Maggie Voisin waves to the crowd

Whitefish's Maggie Voisin waves to the crowd after the freeski slopestyle finals of the 2018 Toyota U.S. Freeskiing Grand Prix at Aspen/Snowmass, Colorado.

Voisin placed second with 89 points to Norway’s Johanne Killi (91.60). Great Britain’s Isabel Atkin (87.80) was third. The U.S. was represented in the finals by Voisin and Devin Logan, who finished sixth. Missoula’s Darian Stevens did not make the finals, but finished 10th overall.

The 19-year-old became the first American woman to officially qualify, with two more events remaining before the team is selected. Athletes who earn podium finishes in two of the five qualifying events earn an automatic berth. Coaches can select up to four athletes in the freestyle disciplines (aerials, moguls, ski cross, halfpipe and slopestyle).

Voisin earned her first win in the first Olympic qualifier February 2017 in Mammoth, California. She narrowly missed locking up her spot on the team when she missed out on the podium in December at the Dew Tour in Breckenridge, Colorado, by one point.

In 2014, Voisin was the youngest athlete on Team USA, but on a training run in Sochi, Russia, she broke her ankle and was unable to compete.

“It’s been a long time coming,” she said earlier this week from Aspen. “Going back to four years ago when I hurt myself that day I was like, ‘I want to make it back to the next Olympics and I want to compete.’”

There have been some bumps along the way, including an ACL injury that kept her out of competition for a year.

“It’s been kind of a roller coaster those first few years after the Olympics and I think I’ve come a long way.
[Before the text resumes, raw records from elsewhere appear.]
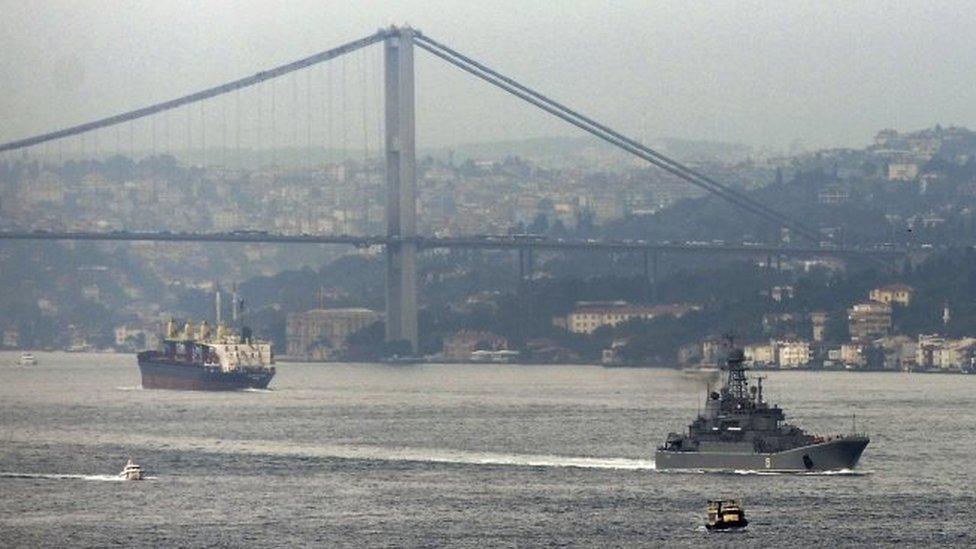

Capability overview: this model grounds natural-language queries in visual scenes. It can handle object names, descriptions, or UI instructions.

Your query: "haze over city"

[0,0,976,150]
[0,0,976,549]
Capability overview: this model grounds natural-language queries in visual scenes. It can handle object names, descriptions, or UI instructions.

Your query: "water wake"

[374,450,654,471]
[0,472,155,482]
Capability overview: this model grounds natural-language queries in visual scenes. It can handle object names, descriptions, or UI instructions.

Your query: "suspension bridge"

[0,26,904,350]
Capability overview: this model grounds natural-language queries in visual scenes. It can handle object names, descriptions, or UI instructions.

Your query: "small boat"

[705,499,749,531]
[119,459,143,480]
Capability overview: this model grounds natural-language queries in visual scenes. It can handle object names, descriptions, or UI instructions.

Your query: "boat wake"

[389,450,654,471]
[0,472,156,482]
[732,469,871,477]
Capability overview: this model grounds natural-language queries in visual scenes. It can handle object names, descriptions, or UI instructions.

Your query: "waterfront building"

[285,308,383,359]
[443,330,508,362]
[566,301,700,334]
[848,301,891,343]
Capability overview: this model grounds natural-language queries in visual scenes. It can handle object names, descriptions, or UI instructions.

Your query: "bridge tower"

[383,27,418,353]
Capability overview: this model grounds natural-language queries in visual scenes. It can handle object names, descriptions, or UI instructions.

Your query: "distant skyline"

[0,0,976,150]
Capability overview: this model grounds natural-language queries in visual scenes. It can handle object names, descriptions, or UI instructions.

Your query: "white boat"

[119,459,143,480]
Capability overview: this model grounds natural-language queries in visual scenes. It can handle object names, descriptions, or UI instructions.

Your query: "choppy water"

[0,353,976,547]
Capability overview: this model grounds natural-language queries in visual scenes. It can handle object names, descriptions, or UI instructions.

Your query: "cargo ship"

[654,348,870,472]
[138,320,275,391]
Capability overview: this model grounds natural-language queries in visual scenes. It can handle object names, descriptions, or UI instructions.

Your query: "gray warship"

[655,349,870,472]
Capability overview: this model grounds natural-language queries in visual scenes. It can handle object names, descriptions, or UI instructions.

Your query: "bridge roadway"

[0,231,909,259]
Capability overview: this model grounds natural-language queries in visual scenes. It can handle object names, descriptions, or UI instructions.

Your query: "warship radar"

[655,348,870,472]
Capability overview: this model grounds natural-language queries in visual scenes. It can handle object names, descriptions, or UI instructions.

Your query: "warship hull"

[139,353,274,391]
[654,436,869,473]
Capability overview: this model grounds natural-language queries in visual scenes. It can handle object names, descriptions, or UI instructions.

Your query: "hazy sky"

[0,0,976,152]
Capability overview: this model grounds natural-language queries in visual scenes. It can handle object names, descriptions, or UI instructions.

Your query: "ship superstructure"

[655,349,869,471]
[138,320,275,391]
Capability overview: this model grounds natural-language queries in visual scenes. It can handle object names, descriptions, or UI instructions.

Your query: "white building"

[774,340,811,368]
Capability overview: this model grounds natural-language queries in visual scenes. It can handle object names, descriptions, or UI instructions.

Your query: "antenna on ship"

[230,282,237,326]
[214,284,221,328]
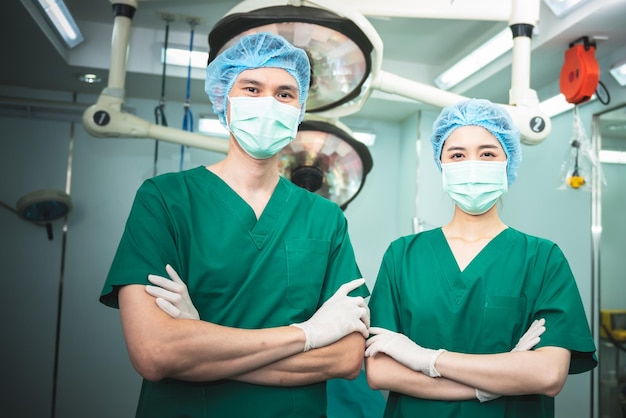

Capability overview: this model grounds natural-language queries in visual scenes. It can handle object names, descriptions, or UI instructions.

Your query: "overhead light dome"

[278,120,373,210]
[209,6,373,112]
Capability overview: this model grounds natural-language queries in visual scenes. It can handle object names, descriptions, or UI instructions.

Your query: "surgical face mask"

[228,96,300,160]
[441,160,508,215]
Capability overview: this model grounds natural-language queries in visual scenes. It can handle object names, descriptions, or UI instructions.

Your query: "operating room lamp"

[83,0,551,152]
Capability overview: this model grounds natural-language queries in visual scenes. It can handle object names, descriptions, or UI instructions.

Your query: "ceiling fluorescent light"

[38,0,85,48]
[609,59,626,86]
[543,0,586,18]
[600,149,626,164]
[435,27,513,90]
[161,48,209,68]
[539,93,597,118]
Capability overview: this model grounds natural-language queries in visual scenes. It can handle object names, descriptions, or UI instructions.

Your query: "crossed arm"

[365,324,570,400]
[119,270,365,386]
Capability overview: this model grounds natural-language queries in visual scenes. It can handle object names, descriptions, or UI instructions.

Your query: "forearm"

[365,353,476,401]
[232,333,365,386]
[436,347,570,396]
[119,285,305,381]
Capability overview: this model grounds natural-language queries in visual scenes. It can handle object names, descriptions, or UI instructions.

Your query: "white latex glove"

[146,264,200,319]
[365,327,446,377]
[476,318,546,402]
[291,279,370,351]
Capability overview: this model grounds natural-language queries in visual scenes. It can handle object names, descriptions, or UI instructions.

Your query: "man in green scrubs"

[100,33,369,418]
[365,100,597,418]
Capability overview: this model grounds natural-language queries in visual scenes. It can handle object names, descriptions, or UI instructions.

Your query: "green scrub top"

[100,167,369,418]
[369,228,597,418]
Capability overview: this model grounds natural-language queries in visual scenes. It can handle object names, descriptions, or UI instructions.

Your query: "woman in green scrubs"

[100,33,369,418]
[366,99,597,418]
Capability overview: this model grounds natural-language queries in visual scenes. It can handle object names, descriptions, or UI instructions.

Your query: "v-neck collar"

[205,168,291,249]
[432,227,515,304]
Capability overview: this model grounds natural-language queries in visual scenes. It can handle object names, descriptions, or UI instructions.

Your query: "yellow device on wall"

[600,309,626,341]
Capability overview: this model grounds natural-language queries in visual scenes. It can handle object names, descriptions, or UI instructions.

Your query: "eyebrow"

[237,78,298,91]
[444,144,498,151]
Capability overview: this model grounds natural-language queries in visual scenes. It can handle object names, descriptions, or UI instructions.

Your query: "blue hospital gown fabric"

[100,167,369,418]
[369,228,597,418]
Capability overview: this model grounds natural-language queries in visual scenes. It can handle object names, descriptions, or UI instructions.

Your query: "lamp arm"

[372,71,551,145]
[83,0,228,153]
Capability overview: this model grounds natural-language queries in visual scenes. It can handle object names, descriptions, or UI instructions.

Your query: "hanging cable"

[180,19,198,171]
[152,15,174,176]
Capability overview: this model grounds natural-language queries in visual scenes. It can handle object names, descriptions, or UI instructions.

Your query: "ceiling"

[0,0,626,121]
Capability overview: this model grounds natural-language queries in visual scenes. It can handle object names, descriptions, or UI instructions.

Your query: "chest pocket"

[285,239,330,313]
[481,296,526,353]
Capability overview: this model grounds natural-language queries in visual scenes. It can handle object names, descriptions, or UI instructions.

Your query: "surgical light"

[543,0,586,17]
[209,6,373,112]
[38,0,85,48]
[609,59,626,86]
[278,119,373,210]
[435,28,513,90]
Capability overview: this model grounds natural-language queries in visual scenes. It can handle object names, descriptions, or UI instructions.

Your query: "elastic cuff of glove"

[429,348,446,377]
[476,389,500,403]
[290,324,315,353]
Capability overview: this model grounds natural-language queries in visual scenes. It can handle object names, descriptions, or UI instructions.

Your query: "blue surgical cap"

[430,99,522,186]
[204,32,311,126]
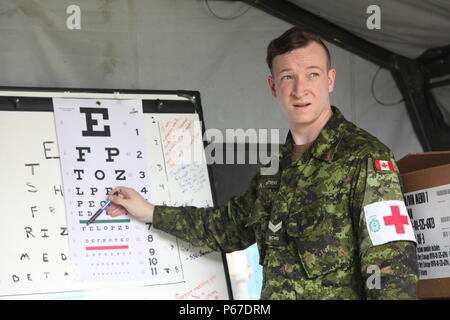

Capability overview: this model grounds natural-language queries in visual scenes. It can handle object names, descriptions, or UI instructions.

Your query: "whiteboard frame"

[0,86,233,300]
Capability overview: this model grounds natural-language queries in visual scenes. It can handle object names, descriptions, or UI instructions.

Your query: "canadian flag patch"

[375,160,394,171]
[364,200,416,246]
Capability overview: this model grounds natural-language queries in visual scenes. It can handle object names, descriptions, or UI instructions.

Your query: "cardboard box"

[397,151,450,298]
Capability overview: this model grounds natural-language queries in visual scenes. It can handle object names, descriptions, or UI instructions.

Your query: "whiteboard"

[0,91,231,300]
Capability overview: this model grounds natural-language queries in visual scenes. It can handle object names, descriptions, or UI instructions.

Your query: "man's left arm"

[355,153,418,299]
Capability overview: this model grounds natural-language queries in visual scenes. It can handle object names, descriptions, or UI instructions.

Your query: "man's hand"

[106,187,155,222]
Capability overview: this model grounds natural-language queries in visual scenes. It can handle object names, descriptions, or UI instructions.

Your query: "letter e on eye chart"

[53,98,162,282]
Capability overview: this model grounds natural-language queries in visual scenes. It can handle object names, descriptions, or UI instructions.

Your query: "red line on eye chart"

[86,246,129,251]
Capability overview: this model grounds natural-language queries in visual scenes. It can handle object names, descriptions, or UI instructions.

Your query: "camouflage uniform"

[154,107,418,299]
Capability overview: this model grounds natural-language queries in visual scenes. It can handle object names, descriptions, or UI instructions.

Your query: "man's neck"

[289,107,333,145]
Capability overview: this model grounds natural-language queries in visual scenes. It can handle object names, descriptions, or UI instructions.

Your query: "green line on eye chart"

[80,219,130,224]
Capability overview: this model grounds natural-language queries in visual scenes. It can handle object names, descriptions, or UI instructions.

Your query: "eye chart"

[0,92,229,299]
[53,99,185,282]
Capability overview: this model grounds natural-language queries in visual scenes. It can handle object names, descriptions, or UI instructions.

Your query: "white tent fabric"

[289,0,450,59]
[0,0,422,158]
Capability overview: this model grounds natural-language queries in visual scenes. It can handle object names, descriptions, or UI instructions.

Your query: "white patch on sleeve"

[364,200,416,246]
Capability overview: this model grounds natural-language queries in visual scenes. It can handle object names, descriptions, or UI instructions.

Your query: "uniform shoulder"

[340,121,392,158]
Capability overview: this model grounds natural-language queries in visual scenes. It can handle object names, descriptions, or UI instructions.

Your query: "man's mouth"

[294,102,311,108]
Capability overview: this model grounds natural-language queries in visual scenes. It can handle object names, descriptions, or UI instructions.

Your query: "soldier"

[107,27,418,299]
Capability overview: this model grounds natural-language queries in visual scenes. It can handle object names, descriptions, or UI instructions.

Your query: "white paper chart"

[0,92,228,299]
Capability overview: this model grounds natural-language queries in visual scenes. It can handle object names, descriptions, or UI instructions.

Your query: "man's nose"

[292,79,307,98]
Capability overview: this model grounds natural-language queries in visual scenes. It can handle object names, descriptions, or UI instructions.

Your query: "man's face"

[268,41,336,127]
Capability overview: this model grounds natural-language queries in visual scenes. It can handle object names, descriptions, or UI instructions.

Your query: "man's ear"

[267,76,277,98]
[327,69,336,92]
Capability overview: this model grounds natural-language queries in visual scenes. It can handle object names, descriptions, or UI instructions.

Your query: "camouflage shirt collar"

[280,106,347,163]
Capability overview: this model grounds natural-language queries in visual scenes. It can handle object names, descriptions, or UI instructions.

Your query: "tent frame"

[241,0,450,151]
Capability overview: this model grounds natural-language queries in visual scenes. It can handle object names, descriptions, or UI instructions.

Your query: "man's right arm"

[107,175,259,252]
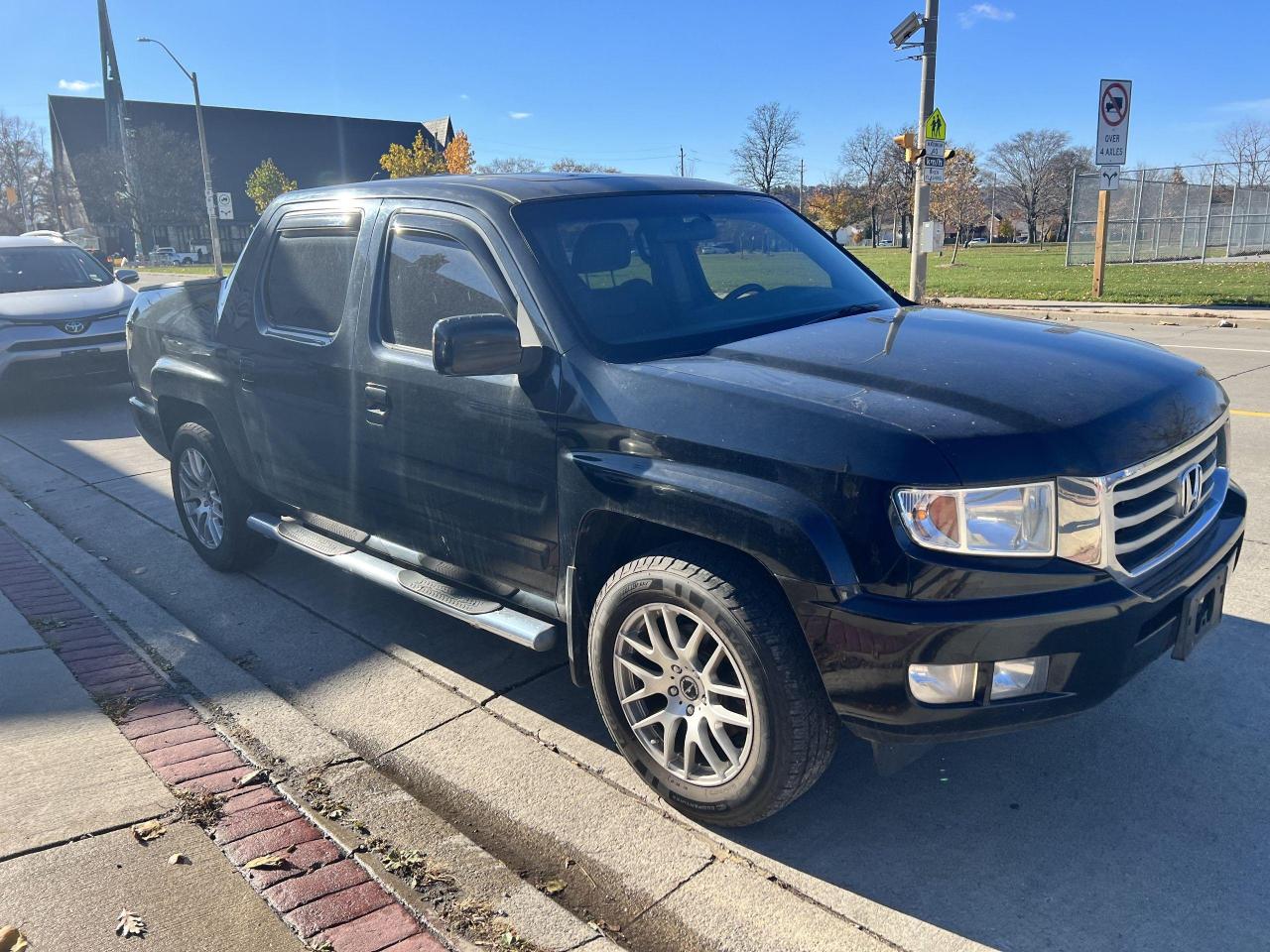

I’ve grown up a little bit and it’s all exciting,” Voisin said.

Maggie Voisin at 2018 U.S. Freeskiing Grand Prix

Maggie Voisin goes off a jump during the freeski slopestyle qualifiers of the 2018 Toyota U.S. Freeskiing Grand Prix at Aspen/Snowmass.

Since breaking out in the 2013-2014 season just before the Sochi Olympics and earning a coaches selection onto the team as 15-year-old, Voisin has built her career into being one of the USA’s most consistent skiers in her discipline. She’s a two-time X Games medalist, placed second at the Olympic test event in South Korea in 2016 and won her first World Cup event last year.

Her competitive results have led to both additional sponsorship opportunities and more off-the-snow demands this season, including taking part in Team USA’s lead-up to the Olympics. She’s been asked to do photo shoots and appearances in Los Angeles and New York, and met Olympians from other disciplines, including U.S. women’s hockey player Hilary Knight and the Nigerian women’s bobsled team.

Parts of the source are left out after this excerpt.